Society’s problems probably aren’t going to be solved by using AI to tweak a guitar effect, but have they ever used AI to write a song? Noodles starts talking about using it to make some voices, while Holland laughs and puts his hand up to interrupt: “My confession.” A friend had suggested feeding some Offspring lyrics into ChatGPT and asking it to come up with something similar, he recalls. “We put in the lyrics to ‘You’re Gonna Go Far, Kid’ in and what it came back with was just complete garbage. I was kind of relieved. Like, ‘I’m smarter than this.’”

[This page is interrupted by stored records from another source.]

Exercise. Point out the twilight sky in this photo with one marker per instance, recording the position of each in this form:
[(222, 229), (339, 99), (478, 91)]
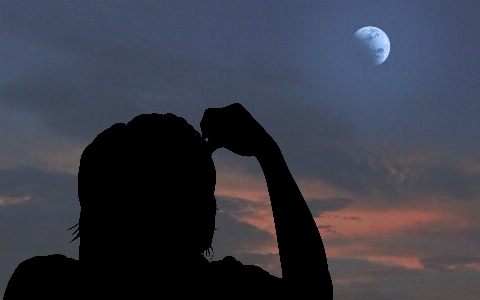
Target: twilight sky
[(386, 157)]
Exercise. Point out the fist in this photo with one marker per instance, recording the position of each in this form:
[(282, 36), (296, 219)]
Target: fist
[(233, 127)]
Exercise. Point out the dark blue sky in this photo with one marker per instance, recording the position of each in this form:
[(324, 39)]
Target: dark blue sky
[(387, 157)]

The songs on Supercharged do often feel political – and the album certainly possesses that post-lockdown manic energy that has fizzed out into popular music in the past 12 months. “Looking Out For #1” rails against the egocentrism of life on social media; the Bad-Religion-ish “Truth In Fiction” ponders fake news and disinformation; the final two tracks deal with mental health. But that’s beside the point, Holland argues. They’re observing, not preaching. “We don’t consider ourselves a political band,” Holland says. “Being a musician, I don’t feel like a role model. I really don’t feel any responsibility to have to have to be that. I don’t take that on at all.”
With the advent of streaming and social media, the musical landscape has never been so fractured and yet accepting of different genres. The tribalism that saw rock and pop cleaved into two distinct camps and led to Holland beating the Backstreet Boys up on stage is now diluted into smaller, more esoteric subcultures that exist on Discord servers and subreddits. These fandoms overlap and intertwine in ways that seemed impossible in the mono-culture of the late Nineties.
But there’s still room for punk rock to offer community to a disaffected youth, and maybe a couple of 60-something rockstars could still be the ones to harness that “impotent” power. “For me, punk rock made me feel not so alone,” Noodles says. “And then it got me to question everything and look at the world differently. It helped show me the way through the world: I think there’s still kids that will get that, you know?”